Large amounts of data or big data results when the process of data capacity goes above than of conventional system databases. For a business of any size, there can be a point when the amount of data coming in isn’t able to fit in the database structure. This data can go to waste if the business has no alternative way available to process it.
McKinsey and Company conducted a research and found out that companies who utilize big data more efficiently were able to experience more growth compared to companies who weren’t smart with big data processing.
In recent times, big data processing was only acceptable by big companies like Oracle, Infor and Google, but due to the development of open source servers, cloud architectures and commodity hardware, smaller companies are able to take advantage of big data processing as well.
Here are some options for companies who’re looking to handle and process large amounts of data:
1. Servers with sophisticated architectures
Sophisticated servers allow for double sided storage for a computer database along with on-board server management and resources for storing the data in an efficient and scalable manner.
The servers often come with built-in cards, SSD storage and technology that can process data and store it effectively 20,000 times faster than conventional storage solutions.
2. Virtualization technology
While sophisticated and cloud servers continue to offer flexibility and reduce the processing and operating costs for firms, it may not be appropriate in every case to opt for sophisticated server solutions.
For example, companies that are analyzing real-time data of low-latency will need virtualization technology because cloud architecture doesn’t offer the resources to process real-time data without offering the latency that can make the results distorted by milliseconds.
DMP stands for data management platform. Sometimes, the environment for data processing becomes so complex that using storage format and serialization alone becomes no longer viable. Issues arise across management and data processing pipelines, and this is where data management platforms come in for the rescue.
DMP provides rely on in-house schedulers to manage data flows in the environment and most of the processing is carried out in a decentralized fashion. The complexity of data is transmitted into a platform where engineers are able to focus on the processing logic.
4. Open source platforms
Open source platforms like Hadoop provide flexible options to handle data coming in from multiple sources. The platforms manage this by reading from databases and running processer machine learning tools and carrying out large-scale processing by aggregating the data.
There are several other applications provided by open source platforms, and they’re also able to detect the changes in data trends due to fluctuations in social media, web traffic and weather sensors.

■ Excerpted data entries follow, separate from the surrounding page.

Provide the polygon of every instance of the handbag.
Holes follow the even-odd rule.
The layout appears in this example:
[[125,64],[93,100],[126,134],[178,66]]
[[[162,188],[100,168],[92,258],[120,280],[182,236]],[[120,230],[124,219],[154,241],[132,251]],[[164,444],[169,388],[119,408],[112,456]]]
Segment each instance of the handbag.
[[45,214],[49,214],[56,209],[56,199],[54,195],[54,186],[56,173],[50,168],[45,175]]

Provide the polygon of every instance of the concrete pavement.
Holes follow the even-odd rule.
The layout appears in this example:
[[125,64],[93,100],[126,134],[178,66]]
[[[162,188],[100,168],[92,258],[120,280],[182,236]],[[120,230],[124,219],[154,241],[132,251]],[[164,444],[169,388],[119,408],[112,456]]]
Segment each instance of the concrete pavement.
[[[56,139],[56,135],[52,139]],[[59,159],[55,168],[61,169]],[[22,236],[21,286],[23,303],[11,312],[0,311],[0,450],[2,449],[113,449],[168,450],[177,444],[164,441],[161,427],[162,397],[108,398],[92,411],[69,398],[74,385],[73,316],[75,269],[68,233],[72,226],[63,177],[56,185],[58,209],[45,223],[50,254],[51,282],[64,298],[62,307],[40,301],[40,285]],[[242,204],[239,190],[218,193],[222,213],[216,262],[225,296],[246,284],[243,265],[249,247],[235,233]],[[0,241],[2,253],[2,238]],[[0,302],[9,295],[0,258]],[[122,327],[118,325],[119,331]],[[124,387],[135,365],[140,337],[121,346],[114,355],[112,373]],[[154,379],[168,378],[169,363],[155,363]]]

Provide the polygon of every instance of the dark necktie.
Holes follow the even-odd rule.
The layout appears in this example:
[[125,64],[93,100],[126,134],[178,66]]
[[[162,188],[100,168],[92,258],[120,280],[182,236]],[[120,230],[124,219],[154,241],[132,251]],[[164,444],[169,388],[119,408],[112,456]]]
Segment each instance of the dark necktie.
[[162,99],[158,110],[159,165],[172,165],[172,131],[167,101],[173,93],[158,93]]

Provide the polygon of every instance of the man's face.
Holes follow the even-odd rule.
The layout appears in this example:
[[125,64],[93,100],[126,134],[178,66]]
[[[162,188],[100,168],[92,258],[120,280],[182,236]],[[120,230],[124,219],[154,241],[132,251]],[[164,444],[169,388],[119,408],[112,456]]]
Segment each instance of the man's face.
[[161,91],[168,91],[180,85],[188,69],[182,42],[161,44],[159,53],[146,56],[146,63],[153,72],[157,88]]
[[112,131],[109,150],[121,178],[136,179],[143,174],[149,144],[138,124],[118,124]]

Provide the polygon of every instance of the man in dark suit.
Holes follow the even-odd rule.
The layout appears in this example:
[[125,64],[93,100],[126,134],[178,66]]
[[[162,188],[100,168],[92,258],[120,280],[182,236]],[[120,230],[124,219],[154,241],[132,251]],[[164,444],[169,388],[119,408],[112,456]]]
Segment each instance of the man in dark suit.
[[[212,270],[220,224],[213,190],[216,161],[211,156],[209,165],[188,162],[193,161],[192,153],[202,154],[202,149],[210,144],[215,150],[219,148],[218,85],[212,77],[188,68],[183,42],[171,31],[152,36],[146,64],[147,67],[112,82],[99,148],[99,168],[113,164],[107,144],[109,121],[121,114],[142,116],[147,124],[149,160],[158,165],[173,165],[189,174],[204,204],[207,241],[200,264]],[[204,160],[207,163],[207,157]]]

However, just coming up with a processing and storage solution doesn’t complete the picture. Handling large amounts of data also requires an input from the company’s data analyst. They should be able to read, combine and make the most out of the stored information.
A company may have 450 million registered users in their database, but if they can’t disparate those users and make use of their credentials effectively, they would only be able to go so far in terms of revenue and profitability.
Big data may be have been underutilized by several companies, but new solutions offer a way of making the most out of it.